If you go the donating route, I highly suggest taking into consideration what you're donating and places that can make the most use. Goodwill/thrift stores are awesome, but also keep in mind schools (art and school supplies), retirement homes (board games, puzzles, craft supplies), shelters (clothes). Also, in our case, we had some wigs and such from when she was battling cancer, so I took them to a place that specifically caters to those facing cancer themselves. If you are in Kansas City I highly suggest Cancer Action.

The biggest help with this part I found was that as soon as I had a car load I took it. Not only was getting the collection out of the house helpful in allowing to see what remained, but it also helped in making it feel like progress was being made, which is a giant part of the process.

I DON'T KNOW WHAT TO DO WITH THIS?!
This can be the hardest part. Going through boxes and shelves and cupboards you discover things you either haven't seen in forever or didn't even know existed. You can't decide if that postcard is something you want to keep, but you know you don't want to throw it out because the big "what if" starts to rattle around in your head. That is ok. Just because it doesn't have a home or a space it makes sense to send it to doesn't mean it must be discarded. 

This section proved to be the biggest help in keeping the momentum of cleaning and keeping me from feeling regret that I made the wrong decision on whether to keep said item or not. I simply made a box (or a few in this case) that I put those items in as I came across them. Sure, it sometimes was a little daunting looking at the pile that was accumulating, but knowing that I had allowed myself the option to revisit those questionable pieces helped in making the keep/trash/donate engine going. 

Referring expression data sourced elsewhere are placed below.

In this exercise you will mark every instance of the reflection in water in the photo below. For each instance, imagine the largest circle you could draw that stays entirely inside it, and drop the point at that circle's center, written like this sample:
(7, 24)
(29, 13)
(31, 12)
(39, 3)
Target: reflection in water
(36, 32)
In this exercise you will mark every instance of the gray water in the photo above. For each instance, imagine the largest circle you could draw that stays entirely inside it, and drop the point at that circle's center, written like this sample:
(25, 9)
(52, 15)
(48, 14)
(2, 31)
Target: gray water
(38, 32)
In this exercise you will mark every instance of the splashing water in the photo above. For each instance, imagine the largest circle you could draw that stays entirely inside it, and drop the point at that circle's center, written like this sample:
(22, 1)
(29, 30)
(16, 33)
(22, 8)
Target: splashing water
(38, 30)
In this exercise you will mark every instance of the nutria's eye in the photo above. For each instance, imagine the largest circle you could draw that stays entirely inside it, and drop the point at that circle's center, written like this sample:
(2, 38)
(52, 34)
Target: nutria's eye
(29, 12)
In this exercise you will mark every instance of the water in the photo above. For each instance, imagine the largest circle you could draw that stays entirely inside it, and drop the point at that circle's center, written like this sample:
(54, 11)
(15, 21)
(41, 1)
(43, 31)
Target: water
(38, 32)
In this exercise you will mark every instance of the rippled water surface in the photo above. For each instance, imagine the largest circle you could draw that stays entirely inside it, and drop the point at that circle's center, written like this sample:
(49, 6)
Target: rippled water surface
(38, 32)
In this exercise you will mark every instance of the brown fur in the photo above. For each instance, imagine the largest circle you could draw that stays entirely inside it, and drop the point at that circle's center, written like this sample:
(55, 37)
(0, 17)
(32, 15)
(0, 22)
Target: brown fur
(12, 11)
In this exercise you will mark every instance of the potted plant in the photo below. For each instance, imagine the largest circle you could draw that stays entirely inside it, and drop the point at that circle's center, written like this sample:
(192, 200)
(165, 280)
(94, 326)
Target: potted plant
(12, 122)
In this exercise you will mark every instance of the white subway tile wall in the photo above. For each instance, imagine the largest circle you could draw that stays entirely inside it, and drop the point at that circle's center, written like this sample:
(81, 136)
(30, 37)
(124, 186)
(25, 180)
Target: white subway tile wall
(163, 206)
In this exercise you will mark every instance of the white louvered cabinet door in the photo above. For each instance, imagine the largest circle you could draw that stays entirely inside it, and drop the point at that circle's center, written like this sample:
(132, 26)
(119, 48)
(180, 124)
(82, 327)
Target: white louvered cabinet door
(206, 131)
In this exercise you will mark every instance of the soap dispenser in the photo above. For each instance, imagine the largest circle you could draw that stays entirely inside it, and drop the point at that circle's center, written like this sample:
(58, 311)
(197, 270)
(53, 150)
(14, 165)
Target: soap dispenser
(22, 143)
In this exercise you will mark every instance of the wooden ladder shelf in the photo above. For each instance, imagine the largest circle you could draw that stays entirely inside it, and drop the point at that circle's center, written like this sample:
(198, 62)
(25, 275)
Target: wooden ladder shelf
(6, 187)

Once all the other items had been removed and all that remained was this last part, it because significantly less daunting, and allowed time to visit with the pieces. Some of the stuff still has yet to be addressed. But I know the items that made their way to this section are there for a reason. And it's ok to have a box or two (or five, seriously, take what you need, be kind to yourself) that fall into this category. And when I'm ready, I'll go through it. But now, after going through and getting rid of all the excess, those items can be cherished and kept and revisited. 


Now, I'm not saying this would work for everyone. I'm sure there are some organization gurus out there who think I'm crazy and making it into a bigger thing than needed, but this worked for me. For us. And if that means we can take another step toward achieving our new normal, well then, I say it was a success.